Recordando a Jean-Claude Brialy

Jean-Claude Brialy en La rodilla de Clara de Rohmer

Cuando mencionamos la Nouvelle Vague no solo vienen a la mente los nombres de los geniales cineastas que la conformaron, sino también de las estrellas que iluminaron las cintas de aquel periodo irrepetible en la historia del cine: Anna Karina, Jeanne Moreau, Jean-Paul Belmondo, Jean-Pierre Leaud. Una de ellas, el prolífico Jean-Claude Brialy, nos dejó el pasado 30 de mayo, a los 74 años, tras una larga batalla contra el cáncer. Para los cinéfilos su rostro se hizo reconocible en filmes de grandes como Claude Chabrol, Francois Truffaut, Jacques Rivette, Eric Rohmer y Jean-Luc Godard.

En 1958 apareció en la pantalla en el primer largo de Chabrol, El bello Sergio, que lo catapultó a la fama, y con él repitió en filmes como Los primos. Fue protagonista de Tous les garcons s’appellent Patrick, uno de los mejores cortos de Godard, de 1959, y trabajó con Jacques Rivette en París nos pertenece. Coprotagonizó con Anna Karina Una mujer es una mujer, de Godard, y con Jeanne Moreau La novia vestía de negro, de Truffaut.

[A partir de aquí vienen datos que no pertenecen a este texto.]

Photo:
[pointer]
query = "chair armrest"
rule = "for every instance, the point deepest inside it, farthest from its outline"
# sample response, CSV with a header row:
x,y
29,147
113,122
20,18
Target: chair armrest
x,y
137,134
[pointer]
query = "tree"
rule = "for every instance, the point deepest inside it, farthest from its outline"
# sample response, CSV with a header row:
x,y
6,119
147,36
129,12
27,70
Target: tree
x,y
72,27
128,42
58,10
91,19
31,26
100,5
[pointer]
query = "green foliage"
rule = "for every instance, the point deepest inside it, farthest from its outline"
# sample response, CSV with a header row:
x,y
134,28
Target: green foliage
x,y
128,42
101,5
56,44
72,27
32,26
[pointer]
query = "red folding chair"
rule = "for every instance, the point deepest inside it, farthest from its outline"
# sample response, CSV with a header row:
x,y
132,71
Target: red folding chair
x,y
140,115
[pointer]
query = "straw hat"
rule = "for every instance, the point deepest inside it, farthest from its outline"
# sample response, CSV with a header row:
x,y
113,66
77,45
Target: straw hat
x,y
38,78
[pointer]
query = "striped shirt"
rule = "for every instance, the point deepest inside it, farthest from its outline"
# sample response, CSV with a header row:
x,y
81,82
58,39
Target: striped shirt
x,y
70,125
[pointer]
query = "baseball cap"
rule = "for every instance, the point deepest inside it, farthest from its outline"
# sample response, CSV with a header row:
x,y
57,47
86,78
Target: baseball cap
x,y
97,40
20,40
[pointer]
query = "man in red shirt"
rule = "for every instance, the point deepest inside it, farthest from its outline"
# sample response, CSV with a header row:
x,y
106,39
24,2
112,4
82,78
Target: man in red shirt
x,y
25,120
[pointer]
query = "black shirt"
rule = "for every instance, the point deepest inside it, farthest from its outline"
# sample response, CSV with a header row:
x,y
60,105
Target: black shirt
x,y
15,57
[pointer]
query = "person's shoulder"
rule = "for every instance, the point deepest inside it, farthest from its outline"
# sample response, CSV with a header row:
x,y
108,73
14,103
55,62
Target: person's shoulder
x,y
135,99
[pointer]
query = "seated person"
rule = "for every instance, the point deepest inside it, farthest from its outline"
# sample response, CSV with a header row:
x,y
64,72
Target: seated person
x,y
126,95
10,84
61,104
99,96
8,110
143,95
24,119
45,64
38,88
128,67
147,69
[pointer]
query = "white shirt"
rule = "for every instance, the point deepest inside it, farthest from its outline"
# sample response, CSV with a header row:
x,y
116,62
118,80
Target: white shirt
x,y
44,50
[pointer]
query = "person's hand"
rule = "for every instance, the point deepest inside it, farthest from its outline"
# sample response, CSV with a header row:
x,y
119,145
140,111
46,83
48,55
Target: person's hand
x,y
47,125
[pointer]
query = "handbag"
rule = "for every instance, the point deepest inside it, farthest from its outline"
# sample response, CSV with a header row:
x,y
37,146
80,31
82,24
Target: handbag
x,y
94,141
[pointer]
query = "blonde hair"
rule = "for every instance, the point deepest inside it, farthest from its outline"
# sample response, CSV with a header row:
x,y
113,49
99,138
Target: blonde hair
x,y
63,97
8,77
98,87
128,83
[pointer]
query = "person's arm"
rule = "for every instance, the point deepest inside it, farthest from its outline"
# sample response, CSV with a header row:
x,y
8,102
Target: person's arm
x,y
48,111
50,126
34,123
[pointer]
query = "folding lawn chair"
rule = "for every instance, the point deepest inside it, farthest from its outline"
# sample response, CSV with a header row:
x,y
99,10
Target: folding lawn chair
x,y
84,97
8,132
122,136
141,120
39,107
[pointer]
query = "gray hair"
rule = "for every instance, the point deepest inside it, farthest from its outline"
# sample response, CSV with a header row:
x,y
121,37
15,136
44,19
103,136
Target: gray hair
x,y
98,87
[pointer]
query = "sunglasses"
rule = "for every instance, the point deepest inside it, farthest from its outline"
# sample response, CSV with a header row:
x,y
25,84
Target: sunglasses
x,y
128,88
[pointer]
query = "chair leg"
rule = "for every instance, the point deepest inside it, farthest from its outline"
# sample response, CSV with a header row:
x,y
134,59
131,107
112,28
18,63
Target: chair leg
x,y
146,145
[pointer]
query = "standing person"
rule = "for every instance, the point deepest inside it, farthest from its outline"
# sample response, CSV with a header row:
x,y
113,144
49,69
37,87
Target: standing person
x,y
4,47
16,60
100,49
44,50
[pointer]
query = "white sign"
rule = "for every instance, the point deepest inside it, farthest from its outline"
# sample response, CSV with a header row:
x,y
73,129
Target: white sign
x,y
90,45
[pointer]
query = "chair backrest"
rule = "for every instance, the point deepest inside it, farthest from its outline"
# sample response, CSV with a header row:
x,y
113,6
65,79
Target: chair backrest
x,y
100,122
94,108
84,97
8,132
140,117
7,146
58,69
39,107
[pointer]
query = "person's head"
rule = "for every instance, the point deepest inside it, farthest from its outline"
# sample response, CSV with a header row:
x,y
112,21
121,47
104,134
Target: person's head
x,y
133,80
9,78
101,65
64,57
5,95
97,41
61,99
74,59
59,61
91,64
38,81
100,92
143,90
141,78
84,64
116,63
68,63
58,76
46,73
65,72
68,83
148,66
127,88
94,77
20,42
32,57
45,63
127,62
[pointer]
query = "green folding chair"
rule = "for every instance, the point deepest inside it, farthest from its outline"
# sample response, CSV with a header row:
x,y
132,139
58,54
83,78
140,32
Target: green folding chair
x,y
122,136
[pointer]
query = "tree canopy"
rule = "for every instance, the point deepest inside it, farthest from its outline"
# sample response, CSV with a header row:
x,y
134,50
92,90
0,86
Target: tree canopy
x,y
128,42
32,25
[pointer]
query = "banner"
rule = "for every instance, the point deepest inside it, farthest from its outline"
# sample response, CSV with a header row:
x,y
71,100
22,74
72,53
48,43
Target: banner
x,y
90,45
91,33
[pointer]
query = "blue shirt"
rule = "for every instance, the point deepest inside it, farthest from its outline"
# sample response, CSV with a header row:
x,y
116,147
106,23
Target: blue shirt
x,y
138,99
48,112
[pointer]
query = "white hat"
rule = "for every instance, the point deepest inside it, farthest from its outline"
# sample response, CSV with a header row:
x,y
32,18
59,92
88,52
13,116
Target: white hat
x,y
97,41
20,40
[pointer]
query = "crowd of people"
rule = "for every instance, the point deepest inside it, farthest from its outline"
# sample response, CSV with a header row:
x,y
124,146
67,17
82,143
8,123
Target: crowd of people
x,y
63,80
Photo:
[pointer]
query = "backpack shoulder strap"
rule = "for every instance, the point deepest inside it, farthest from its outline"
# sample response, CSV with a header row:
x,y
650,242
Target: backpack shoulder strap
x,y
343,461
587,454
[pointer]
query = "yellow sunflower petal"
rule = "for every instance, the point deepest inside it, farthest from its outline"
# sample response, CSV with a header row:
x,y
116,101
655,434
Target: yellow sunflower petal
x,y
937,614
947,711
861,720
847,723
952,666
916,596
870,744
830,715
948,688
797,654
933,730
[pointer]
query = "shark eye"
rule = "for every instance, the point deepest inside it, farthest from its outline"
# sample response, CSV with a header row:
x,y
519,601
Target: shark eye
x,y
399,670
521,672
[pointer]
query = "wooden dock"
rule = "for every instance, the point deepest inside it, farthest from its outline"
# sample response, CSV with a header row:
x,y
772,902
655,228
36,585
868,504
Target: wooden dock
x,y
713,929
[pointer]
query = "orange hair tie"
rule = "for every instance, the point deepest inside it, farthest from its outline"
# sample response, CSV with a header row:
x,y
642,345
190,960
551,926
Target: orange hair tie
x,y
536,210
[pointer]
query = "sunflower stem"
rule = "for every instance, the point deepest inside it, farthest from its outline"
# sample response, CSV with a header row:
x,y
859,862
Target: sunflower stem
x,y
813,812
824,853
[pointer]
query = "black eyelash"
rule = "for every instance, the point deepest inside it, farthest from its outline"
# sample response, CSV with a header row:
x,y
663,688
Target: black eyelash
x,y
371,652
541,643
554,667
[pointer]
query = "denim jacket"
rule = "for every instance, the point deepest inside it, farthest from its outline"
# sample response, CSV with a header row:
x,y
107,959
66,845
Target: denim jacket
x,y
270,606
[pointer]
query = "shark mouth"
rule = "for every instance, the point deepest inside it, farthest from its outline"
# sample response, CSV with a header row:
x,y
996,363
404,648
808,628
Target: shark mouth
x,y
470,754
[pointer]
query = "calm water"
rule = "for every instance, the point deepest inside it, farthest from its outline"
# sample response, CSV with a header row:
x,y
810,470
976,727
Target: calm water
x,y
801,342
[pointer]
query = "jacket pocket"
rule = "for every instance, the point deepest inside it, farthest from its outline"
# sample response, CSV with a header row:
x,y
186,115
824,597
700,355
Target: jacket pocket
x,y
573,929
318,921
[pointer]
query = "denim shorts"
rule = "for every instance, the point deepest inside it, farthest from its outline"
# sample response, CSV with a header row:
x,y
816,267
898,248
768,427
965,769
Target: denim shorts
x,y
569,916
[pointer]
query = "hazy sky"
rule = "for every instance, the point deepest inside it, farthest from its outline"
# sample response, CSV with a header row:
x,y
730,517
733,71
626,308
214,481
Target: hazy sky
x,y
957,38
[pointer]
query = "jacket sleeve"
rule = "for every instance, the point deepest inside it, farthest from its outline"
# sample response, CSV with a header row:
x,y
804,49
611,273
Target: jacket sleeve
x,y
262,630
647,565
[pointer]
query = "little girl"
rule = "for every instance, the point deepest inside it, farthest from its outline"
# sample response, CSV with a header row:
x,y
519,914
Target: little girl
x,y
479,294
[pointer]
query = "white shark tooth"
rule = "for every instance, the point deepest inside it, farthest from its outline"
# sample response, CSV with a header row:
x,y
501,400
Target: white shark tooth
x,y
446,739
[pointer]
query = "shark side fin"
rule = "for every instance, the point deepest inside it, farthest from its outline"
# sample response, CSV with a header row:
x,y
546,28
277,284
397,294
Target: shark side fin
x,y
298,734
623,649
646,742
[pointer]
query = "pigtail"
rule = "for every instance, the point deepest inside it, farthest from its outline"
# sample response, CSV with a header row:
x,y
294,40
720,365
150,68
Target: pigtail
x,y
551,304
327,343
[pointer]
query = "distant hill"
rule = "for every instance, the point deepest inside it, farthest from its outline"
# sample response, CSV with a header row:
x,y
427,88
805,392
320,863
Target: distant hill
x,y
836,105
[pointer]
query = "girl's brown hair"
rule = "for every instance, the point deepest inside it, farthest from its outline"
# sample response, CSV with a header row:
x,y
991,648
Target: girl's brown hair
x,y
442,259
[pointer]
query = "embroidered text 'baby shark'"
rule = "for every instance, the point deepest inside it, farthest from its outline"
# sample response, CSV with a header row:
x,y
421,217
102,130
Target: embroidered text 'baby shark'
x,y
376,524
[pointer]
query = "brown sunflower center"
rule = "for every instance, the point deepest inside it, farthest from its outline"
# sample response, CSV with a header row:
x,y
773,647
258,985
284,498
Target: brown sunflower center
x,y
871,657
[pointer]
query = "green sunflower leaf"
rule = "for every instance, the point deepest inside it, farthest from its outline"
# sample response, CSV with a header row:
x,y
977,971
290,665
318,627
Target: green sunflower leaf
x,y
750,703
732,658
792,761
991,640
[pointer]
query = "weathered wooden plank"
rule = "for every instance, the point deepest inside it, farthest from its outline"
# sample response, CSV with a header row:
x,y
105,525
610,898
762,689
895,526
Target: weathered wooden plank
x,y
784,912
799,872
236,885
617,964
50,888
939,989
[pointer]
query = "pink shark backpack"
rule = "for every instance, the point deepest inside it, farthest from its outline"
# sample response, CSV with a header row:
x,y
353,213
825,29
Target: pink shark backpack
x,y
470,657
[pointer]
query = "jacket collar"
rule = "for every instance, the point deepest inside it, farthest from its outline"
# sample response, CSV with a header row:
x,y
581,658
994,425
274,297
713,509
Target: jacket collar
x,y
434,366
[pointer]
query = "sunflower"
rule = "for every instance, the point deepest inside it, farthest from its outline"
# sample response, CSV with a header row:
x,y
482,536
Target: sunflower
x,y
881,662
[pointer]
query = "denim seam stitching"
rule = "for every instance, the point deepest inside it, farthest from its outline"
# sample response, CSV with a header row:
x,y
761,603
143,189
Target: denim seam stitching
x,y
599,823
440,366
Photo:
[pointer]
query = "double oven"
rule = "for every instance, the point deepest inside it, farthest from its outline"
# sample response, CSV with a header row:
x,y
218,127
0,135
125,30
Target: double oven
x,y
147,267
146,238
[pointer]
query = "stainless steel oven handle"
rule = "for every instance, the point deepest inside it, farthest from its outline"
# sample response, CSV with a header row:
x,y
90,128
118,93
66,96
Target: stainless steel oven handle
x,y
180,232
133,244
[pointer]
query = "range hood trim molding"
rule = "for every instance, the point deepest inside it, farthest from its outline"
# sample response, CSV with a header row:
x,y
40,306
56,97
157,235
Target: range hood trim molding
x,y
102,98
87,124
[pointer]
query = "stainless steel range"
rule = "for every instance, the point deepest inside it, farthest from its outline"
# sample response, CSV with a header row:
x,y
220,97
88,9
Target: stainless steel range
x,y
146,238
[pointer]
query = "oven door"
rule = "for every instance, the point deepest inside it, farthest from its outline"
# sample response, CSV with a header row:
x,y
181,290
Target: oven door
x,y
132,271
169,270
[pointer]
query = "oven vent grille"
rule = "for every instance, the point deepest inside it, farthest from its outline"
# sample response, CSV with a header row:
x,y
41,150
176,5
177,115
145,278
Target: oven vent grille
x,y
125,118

En 1969 ofreció una de sus grandes actuaciones como Jérôme, el seductor treintón, fetichista y obsesionado por acariciar La rodilla de Clara, una de las cintas más acabadas de Rohmer.

Fue amigo de varios de los cineastas de la Nueva Ola quienes lo invitaron a aparecer haciendo pequeños cameos en Los cuatrocientos golpes, de Truffaut; Cleo de 5 a 7, de Agnès Varda; Adieu Philipinne, de Jacques Rozier; Los amantes y Ascensor para el cadalso, ambas de Louis Malle. De él, Truffaut dice en “Las películas de mi vida”:

Era amigo nuestro. Era nuestra esperanza. No había rodado o interpretado nunca, pero por las tardes, a las nueve, al evocar el telón de los teatros que se levantaba a esa hora para otros actores, le daba un ataque de increíble delirio tragicómico que era la marca indudable de su talento.

Dueño de una extensa filmografía (actuó en casi 200 cintas) también lo podemos ver en películas como El fantasma de la libertad, de Luis Buñuel; El juez y el asesino, de Bertrand Tavernier; Los unos y los otros, de Claude Lelouch; La noche de Varennes, de Ettore Scola; Los inocentes, de André Techiné, y La reina Margot, de Patrice Chéreau, entre otras. También incursionó detrás de cámaras como realizador. Su primera película, Eglantine, obtuvo la Concha de Plata a la mejor dirección en 1971 en el Festival de San Sebastián.